La mort programmée de l’hôpital public.
Recentrés pour améliorer leurs performances économiques, le ministère aura la possibilité de recruter des directeurs issus du secteur privé ainsi que tout
managers capables de performances économiques ou logistiques afin de rentabiliser la gestion des lits ou les flux de patients. Les règles de la gouvernance étant modifiées, le directeur devient
le seul responsable de l’établissement (véritable chef d’entreprise) alors qu’auparavant, bien que nommé par le ministère, il devait composer avec un conseil d’administration dont la présidence
revenait au maire. Les directeurs des établissements de santé seront autonomes dans le recrutement, la gestion et la paye de leurs employés. Ils auront la responsabilité, la délégation totale
de l’enveloppe budgétaire régionale ce qui leur permettra plus de souplesse dans la programmation des actions à mener.
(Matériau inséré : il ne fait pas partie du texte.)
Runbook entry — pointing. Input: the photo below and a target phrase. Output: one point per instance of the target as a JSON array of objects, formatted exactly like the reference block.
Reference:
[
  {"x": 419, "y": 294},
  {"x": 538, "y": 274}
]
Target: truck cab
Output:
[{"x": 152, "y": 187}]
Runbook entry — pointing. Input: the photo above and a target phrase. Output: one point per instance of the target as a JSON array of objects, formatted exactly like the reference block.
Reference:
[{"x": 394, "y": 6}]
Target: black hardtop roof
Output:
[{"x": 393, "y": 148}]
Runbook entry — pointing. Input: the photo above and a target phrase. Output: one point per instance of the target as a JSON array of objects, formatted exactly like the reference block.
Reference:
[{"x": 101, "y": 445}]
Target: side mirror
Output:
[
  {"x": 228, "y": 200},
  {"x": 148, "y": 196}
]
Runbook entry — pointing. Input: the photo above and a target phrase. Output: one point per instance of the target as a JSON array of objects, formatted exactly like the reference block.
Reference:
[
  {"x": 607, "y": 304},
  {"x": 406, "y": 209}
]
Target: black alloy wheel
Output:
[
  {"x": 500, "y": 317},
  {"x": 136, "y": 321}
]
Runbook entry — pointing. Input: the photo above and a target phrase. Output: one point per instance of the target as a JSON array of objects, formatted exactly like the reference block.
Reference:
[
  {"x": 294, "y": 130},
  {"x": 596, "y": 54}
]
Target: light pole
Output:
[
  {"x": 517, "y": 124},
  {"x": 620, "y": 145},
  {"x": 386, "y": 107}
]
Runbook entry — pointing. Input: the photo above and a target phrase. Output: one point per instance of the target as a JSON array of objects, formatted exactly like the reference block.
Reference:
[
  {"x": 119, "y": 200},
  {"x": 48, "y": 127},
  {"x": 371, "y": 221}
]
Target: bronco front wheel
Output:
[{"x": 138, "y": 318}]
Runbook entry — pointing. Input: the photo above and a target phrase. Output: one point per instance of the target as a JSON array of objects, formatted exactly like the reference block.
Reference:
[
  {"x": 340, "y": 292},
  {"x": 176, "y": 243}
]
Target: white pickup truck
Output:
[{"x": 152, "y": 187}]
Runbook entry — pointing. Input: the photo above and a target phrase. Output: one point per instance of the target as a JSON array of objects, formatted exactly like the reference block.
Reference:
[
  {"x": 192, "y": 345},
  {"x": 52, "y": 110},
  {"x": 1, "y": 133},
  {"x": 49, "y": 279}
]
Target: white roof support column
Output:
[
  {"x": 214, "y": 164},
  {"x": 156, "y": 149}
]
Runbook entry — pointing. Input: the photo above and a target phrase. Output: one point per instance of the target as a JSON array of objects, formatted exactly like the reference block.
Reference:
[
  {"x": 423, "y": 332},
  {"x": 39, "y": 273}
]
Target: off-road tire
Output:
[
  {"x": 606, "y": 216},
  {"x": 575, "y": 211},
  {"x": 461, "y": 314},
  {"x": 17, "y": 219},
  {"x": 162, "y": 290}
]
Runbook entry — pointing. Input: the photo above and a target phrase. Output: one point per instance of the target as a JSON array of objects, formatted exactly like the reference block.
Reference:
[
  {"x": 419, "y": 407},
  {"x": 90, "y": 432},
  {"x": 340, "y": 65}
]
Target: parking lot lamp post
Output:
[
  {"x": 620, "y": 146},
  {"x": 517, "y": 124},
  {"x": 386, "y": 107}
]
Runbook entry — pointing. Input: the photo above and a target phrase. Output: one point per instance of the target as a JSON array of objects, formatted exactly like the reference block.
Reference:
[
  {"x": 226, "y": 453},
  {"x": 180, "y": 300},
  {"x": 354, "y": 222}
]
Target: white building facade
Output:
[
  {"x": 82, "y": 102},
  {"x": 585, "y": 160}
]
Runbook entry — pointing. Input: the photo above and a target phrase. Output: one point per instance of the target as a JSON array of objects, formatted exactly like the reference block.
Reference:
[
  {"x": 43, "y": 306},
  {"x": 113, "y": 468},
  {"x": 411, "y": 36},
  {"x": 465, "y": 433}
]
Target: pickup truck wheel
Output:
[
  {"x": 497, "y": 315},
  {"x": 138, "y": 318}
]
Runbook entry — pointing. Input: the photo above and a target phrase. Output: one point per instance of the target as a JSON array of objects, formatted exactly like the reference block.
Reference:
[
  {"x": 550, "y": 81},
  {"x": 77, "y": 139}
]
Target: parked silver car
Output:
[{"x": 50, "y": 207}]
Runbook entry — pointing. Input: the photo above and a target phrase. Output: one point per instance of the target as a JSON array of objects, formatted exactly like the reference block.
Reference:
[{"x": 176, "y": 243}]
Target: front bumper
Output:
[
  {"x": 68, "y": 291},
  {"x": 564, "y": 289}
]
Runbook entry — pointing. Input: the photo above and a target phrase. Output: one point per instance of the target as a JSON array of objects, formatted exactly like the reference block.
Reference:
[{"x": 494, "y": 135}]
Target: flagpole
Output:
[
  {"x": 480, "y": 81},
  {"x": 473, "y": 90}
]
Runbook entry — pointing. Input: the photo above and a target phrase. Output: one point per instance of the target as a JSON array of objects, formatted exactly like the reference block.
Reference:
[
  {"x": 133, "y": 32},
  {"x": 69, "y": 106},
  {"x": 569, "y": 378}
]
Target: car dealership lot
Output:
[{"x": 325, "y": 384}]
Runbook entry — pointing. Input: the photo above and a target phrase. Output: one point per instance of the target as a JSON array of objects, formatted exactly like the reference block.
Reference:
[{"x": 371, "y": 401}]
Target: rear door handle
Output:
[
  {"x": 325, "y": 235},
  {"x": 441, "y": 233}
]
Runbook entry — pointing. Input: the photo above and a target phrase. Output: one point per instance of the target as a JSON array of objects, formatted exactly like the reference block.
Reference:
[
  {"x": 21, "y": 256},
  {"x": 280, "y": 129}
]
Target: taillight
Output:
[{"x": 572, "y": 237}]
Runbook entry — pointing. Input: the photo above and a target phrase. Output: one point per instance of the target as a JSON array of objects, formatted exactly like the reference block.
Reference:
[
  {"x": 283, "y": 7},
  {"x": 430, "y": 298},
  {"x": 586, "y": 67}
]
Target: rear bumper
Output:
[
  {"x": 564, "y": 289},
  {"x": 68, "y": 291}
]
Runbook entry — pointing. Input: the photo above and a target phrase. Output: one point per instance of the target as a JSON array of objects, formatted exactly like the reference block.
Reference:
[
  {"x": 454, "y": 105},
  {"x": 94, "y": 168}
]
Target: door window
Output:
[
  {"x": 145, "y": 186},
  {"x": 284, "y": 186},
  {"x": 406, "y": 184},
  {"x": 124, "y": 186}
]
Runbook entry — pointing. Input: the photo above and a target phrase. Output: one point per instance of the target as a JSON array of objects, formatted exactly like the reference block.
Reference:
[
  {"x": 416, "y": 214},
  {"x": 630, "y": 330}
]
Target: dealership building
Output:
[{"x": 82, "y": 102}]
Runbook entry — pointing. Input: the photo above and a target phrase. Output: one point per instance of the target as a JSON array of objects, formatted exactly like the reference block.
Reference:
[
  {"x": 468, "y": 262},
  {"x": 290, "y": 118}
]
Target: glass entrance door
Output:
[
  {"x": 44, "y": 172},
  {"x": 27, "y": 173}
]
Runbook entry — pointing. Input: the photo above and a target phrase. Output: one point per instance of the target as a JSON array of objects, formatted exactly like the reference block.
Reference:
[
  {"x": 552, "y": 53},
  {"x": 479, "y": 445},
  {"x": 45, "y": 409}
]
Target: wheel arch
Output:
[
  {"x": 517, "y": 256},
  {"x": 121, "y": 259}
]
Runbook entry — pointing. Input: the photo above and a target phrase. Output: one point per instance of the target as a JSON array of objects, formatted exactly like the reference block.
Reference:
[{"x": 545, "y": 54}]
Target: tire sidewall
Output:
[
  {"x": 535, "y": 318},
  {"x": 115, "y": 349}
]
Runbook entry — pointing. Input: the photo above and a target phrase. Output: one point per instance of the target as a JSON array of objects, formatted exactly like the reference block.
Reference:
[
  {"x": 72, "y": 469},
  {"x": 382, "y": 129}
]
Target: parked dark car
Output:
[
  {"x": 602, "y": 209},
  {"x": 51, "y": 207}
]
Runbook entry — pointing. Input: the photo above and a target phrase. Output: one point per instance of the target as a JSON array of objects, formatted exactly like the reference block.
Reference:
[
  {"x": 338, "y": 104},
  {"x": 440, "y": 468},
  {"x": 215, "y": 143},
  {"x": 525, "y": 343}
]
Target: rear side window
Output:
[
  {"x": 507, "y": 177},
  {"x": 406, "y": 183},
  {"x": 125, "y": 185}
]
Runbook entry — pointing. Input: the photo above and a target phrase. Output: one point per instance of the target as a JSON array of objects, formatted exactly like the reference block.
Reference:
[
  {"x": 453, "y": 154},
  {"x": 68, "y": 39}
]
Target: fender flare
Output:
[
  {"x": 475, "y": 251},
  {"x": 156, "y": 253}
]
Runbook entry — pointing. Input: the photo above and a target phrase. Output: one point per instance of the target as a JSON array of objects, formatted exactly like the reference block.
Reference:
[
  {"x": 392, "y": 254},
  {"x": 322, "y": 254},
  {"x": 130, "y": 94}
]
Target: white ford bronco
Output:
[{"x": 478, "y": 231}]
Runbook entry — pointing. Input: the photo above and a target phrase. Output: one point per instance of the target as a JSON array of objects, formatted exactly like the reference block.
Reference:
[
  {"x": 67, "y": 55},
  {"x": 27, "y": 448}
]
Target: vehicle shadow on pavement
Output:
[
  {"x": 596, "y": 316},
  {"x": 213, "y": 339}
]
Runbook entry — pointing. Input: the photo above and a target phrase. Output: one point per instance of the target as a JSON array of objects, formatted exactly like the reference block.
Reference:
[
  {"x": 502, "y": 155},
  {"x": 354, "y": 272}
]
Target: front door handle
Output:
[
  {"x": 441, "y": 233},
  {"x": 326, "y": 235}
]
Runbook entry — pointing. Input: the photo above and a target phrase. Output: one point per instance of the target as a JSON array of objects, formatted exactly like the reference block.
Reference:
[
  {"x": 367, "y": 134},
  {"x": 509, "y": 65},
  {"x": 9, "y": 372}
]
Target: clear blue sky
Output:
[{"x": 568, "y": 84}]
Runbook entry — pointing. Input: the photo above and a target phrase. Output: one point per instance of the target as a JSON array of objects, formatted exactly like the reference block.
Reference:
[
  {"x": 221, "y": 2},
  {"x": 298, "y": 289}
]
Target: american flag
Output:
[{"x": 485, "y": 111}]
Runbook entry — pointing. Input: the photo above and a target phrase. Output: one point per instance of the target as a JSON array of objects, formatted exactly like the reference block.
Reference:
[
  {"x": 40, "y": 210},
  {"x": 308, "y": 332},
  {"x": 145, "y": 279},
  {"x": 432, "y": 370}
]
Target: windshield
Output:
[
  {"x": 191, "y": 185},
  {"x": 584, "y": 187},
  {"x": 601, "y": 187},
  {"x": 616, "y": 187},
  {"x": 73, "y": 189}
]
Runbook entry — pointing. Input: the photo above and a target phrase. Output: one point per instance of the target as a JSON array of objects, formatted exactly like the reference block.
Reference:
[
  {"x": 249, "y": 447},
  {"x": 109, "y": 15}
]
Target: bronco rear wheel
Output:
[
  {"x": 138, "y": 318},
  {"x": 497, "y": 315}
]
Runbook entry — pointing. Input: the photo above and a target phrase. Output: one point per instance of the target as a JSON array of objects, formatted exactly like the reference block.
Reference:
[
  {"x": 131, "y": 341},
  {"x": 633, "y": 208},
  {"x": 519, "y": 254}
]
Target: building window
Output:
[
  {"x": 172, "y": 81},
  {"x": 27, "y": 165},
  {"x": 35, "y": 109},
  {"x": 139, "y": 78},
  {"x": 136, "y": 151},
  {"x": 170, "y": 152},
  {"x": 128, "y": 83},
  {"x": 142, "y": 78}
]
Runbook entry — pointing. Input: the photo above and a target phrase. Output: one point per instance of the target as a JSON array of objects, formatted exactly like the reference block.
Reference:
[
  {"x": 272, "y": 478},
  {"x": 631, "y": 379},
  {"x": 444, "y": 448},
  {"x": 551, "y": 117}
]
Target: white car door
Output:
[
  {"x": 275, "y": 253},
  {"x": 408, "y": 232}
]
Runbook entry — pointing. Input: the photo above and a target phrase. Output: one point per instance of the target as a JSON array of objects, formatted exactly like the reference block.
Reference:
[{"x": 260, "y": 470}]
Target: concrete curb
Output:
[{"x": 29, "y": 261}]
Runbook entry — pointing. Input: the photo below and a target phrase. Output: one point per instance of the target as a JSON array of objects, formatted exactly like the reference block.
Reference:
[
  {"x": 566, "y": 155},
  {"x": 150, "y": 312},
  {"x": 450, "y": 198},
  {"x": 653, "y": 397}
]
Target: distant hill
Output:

Les hôpitaux publics devenus des établissements privés à but non lucratifs pourront alors embaucher les personnels sous contrats de droit privé. Le statut de la fonction publique se verra alors
remplacé par des contrats déterminés, renouvelables selon les secteurs et missions de soins, sur la base de nouvelles conventions collectives. Toutes ces mesures ont déjà été éprouvées avec les
dégâts que l’on sait à la Poste, les Télécoms ou les établissements français du sang (ex centres de transfusion).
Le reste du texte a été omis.